One of the issues that still exist are the tires are marginally rated. The idea that all 4 tires carry equal weight is part of the fallacy. One tire is often overloaded and over stressed from the start. Floorplans are not balance by weight. Why do we expect the tires to carry equal weight?
ST tires are built to marginal/inferior standards vs. and LT. ST tires are not built to a standard that entails transporting humans. They are built and regulated to a cargo only standard. In the end they are inferior. LT's are built for passenger carrying vehicles and are simply a more reliable tire built with better quality control as a result.
LT tire upgrades continue to resolve the blowout issue.
I'm not so sure one can just assume like you have done that there is significant unequal loading on tires on a tandem axle trailer especially side to side. Unless the trailer is being towed in a non level configuration front to back there should be minimal differences in the front and back tires on the same side. As to side to side I have actually weighed my trailer fully loaded side to side and there was only a 50lb difference in the weights and that is for a totaltwo axle weight of close to 7,000lbs. I would think a better assumption for the majority of trailers is they are designed to have a fairly even side to side wt. distribution unless you have significantly modified the insides. I'm sure there are exceptions to this, but I think one can safely assume that there is a fairly good side to side balance in the axle weights for a factory configured TT/5er.
Larry
I don't recall the numbers, but do remember being surprised at how much they differed.
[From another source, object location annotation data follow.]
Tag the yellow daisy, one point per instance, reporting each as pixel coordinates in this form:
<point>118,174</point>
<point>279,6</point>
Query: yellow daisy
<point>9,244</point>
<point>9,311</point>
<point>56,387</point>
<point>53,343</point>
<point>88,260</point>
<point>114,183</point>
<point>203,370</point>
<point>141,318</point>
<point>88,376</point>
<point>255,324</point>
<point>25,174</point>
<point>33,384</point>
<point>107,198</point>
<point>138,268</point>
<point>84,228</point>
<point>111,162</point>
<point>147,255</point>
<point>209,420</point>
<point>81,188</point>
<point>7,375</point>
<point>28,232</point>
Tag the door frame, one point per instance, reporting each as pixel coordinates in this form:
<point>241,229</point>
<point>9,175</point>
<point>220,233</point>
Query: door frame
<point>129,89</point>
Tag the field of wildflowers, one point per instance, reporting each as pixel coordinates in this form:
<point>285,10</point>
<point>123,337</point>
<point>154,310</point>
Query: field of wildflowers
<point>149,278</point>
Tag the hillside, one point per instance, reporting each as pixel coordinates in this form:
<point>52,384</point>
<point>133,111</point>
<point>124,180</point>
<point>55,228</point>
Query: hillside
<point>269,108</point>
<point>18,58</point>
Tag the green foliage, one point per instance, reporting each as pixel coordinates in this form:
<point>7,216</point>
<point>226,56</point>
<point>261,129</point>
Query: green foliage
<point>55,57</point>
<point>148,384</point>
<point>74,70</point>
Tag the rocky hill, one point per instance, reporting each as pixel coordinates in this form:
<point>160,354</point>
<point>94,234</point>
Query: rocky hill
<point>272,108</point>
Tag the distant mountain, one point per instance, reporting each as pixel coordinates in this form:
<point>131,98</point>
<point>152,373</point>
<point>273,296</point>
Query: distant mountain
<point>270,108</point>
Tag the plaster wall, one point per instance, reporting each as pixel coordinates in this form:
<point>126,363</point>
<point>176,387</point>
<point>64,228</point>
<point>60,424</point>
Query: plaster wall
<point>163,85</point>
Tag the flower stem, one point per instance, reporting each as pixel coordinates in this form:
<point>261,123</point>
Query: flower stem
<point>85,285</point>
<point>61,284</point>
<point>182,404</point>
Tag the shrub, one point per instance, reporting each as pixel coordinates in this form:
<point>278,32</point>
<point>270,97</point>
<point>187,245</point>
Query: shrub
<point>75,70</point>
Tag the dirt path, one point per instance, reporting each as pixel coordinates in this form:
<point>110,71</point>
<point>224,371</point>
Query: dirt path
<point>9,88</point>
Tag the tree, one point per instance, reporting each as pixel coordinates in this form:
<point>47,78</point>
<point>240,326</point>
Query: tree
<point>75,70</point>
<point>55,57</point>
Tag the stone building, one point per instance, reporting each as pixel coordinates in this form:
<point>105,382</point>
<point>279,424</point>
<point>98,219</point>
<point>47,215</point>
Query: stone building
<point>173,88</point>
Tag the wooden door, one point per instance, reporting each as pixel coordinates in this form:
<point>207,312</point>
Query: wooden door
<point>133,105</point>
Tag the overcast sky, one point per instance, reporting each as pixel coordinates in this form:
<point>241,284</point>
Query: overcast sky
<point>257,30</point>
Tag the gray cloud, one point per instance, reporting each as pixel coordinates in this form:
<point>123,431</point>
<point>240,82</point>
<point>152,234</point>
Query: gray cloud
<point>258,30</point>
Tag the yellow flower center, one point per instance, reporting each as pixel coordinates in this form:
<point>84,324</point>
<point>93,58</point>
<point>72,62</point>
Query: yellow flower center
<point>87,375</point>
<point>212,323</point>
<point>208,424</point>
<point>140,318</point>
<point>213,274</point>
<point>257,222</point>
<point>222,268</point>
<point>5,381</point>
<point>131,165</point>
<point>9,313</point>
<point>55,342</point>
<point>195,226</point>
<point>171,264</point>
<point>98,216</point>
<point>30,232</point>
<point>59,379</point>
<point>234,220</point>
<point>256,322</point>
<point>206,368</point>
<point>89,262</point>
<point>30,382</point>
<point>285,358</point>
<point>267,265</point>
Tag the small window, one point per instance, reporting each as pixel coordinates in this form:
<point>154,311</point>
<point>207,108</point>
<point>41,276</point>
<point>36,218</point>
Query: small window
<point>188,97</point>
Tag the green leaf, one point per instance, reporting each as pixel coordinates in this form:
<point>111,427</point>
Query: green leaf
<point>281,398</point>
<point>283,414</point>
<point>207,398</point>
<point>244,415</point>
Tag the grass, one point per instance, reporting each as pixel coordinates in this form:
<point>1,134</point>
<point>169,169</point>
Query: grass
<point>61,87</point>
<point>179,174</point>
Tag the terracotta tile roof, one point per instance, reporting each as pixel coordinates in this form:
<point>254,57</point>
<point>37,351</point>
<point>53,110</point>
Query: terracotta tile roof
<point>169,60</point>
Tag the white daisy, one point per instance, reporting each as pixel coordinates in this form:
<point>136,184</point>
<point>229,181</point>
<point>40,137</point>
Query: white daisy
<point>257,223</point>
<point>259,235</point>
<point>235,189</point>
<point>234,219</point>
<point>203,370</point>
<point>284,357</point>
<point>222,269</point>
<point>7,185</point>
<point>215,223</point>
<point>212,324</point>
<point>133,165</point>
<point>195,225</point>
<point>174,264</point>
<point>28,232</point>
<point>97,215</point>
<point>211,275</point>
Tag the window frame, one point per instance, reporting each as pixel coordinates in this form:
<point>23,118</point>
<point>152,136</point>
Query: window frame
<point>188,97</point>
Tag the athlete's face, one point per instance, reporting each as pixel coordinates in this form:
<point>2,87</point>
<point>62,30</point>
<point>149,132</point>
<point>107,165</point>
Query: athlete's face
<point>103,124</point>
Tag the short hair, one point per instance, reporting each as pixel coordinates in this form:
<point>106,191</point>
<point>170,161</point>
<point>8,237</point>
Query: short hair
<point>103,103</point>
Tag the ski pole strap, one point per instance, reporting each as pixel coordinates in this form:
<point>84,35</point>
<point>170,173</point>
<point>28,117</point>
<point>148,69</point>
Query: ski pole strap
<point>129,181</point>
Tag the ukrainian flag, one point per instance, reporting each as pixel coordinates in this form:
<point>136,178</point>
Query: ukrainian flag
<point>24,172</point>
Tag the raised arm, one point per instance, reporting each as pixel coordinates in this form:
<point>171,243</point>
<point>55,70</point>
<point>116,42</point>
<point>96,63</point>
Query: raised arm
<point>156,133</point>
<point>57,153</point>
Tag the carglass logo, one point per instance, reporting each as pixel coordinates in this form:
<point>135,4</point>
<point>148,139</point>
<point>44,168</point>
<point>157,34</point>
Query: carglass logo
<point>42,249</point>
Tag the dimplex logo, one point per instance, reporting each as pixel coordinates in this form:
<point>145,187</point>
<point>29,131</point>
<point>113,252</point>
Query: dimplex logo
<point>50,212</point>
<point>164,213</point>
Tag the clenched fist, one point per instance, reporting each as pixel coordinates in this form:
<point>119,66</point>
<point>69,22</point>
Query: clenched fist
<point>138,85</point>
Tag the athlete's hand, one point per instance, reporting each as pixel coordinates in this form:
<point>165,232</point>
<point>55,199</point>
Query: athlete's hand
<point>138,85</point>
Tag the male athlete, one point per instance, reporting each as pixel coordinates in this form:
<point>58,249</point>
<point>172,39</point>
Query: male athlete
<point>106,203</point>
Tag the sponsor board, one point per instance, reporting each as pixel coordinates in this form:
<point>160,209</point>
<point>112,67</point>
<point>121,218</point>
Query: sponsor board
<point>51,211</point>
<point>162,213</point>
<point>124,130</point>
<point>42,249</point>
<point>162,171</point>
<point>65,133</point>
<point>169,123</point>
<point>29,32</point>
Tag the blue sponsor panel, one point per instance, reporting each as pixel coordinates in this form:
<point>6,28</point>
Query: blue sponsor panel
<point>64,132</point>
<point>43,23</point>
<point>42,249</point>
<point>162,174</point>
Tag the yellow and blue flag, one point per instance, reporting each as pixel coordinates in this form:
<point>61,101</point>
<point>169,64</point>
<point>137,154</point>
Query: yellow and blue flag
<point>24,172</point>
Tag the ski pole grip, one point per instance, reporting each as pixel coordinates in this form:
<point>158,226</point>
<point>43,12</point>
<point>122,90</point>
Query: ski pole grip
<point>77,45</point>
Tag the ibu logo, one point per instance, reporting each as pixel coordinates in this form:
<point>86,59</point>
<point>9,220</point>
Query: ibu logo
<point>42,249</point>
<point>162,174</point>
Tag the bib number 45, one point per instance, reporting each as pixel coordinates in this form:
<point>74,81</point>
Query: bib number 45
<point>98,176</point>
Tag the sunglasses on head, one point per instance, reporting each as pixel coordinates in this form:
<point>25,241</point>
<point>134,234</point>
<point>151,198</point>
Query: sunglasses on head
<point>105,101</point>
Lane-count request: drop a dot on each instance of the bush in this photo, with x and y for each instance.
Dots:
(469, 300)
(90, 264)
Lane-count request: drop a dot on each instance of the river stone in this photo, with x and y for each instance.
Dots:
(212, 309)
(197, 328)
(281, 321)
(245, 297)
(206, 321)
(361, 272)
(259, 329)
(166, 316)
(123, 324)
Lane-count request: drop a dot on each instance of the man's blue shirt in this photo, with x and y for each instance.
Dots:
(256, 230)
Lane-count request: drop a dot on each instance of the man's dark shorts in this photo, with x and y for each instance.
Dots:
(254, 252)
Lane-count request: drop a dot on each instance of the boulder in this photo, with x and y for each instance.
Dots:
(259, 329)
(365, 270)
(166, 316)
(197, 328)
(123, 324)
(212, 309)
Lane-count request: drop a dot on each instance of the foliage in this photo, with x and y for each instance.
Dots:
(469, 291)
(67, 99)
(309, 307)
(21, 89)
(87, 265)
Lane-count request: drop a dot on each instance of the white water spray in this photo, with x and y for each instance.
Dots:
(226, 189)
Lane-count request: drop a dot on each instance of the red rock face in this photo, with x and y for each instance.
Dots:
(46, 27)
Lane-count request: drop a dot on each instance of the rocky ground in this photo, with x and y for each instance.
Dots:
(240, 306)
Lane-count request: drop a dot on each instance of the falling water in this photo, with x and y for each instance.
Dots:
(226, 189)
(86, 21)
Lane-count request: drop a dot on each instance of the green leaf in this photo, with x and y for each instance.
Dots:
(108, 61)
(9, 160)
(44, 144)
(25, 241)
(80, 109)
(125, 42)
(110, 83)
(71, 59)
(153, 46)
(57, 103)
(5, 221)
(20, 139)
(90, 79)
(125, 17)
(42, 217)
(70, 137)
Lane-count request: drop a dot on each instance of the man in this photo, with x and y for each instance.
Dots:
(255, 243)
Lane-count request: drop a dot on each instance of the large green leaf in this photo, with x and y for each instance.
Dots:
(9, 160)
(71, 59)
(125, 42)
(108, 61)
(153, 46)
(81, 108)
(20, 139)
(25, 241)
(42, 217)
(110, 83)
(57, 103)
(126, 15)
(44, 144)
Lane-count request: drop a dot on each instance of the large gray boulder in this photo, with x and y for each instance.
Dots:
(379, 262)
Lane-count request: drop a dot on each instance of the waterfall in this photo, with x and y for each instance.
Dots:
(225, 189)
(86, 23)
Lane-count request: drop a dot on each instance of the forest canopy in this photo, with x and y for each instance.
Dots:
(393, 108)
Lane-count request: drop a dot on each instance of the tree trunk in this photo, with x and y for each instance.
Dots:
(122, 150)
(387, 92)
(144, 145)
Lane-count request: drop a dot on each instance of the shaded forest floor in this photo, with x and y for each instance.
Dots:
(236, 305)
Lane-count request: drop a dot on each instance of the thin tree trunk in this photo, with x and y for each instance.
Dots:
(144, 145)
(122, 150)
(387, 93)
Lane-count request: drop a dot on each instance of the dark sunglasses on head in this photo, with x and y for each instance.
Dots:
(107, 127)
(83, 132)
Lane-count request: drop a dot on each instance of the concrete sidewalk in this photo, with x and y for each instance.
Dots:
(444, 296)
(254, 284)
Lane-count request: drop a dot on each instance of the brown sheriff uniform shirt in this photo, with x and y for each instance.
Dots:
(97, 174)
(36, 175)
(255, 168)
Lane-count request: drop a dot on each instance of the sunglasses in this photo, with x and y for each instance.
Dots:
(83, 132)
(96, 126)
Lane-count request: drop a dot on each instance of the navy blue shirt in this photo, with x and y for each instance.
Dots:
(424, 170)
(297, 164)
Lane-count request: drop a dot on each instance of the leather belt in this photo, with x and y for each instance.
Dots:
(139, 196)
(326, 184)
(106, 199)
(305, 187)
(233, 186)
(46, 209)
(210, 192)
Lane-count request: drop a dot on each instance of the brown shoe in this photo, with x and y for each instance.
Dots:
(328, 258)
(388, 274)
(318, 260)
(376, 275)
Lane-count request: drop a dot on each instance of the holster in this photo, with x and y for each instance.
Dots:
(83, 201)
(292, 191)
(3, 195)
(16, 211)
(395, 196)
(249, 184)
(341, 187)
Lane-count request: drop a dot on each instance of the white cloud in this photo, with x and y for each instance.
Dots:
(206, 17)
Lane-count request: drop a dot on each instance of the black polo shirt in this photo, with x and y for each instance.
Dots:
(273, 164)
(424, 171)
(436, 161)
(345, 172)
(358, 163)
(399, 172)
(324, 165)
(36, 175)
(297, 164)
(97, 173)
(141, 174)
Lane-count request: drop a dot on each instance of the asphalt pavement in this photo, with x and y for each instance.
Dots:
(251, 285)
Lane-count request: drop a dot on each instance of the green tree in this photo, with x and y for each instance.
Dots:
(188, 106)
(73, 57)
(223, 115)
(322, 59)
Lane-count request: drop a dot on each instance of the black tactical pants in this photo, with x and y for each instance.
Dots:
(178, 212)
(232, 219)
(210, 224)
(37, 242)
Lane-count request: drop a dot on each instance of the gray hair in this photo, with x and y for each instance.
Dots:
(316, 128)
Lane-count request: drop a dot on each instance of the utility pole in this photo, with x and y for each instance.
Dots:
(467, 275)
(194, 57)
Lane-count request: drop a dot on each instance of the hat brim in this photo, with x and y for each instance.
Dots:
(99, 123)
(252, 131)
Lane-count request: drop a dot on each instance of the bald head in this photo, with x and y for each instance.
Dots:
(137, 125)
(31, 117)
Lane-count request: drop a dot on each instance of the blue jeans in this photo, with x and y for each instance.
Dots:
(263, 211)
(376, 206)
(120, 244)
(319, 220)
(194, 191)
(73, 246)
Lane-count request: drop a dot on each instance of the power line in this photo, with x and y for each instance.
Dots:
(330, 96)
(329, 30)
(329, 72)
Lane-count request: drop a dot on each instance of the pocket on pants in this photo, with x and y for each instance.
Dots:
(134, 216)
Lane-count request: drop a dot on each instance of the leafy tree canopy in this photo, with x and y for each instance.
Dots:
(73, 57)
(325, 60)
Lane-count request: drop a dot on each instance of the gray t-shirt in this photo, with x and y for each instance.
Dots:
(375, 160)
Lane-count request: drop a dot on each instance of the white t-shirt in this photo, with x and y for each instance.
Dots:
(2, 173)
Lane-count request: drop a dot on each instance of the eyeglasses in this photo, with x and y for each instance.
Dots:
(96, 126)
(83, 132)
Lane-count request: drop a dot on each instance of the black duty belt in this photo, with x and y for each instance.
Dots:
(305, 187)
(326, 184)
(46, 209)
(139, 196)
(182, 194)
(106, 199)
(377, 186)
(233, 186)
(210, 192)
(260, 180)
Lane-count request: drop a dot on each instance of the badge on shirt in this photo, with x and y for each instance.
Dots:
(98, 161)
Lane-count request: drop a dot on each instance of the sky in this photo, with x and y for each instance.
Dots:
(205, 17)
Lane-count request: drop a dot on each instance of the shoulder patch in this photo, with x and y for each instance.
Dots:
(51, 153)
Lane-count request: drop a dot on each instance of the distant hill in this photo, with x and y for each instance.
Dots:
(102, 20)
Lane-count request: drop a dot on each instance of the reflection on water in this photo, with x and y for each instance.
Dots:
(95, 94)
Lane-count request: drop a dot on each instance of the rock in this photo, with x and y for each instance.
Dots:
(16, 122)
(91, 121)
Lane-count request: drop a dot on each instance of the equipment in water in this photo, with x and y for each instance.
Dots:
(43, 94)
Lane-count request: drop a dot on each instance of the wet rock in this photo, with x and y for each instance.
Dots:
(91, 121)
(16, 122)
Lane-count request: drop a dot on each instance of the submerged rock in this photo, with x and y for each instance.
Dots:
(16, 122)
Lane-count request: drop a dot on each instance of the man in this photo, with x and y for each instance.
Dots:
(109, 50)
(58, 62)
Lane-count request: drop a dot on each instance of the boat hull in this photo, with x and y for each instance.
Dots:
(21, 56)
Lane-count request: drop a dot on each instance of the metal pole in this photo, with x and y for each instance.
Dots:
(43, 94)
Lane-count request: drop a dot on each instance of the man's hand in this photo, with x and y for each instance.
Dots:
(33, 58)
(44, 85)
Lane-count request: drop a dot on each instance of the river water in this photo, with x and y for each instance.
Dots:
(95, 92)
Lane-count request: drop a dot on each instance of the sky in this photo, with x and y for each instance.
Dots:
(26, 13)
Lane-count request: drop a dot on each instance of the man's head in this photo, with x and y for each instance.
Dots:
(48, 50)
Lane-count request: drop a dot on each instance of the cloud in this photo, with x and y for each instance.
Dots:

Even if the TT left the factory with perfectly distributed weights on all tires....That all goes out the window when the consumer starts loading it.
Even in use, water leaves the fresh tank and ends up in the black or grey tank. depending on just where the tanks are located, this alone can throw the weight distribution off.
Too bad you can't remember the actual numbers, but I still think the opposite of what you think might be true. One real issue with using things like race car or similar scales is that they are fine for things like cars where the weights on the tires are distributed at for separate corners, but on tandem axle trailers putting a scale under one tire on a side will give you erronous numbers since the two tires on that side are not on the same level, but are basically uneven ... like having the trailer not level front to back. For a normally loaded and level trailer, I would bet there is most likely 10% or less variance from the weight on the lightest wheel to the weight on the heaviest wheel and those two biggest deltas won't be on the same side of the trailer. Again, the trailer must be fairly level front to back (torsion axle trailers are most sensitive to this) and the wheels on each side have to be on a flat surface. My WAG would be most trailers will see less than a 200lb delta between all 4 wheels for a pair of 3500lb axles and somewhere around a 100lb MAX delta between the wheels on the same sides of the trailer. To me that is not significant or bad.
As far as tanks again I'm sure there are exceptions, but most I think you will find are basically centered between the frame rails so they won't cause side to side weight variances, only front to back and again as long as the trailer is level the uneven contribution between axles should not be that significant.
Of course I'm assuming a normally loaded trailer and not one completely empty since there by design there will be the max side to side wt. differences since things like the Frig, water heater, and the kitchen area will be empty.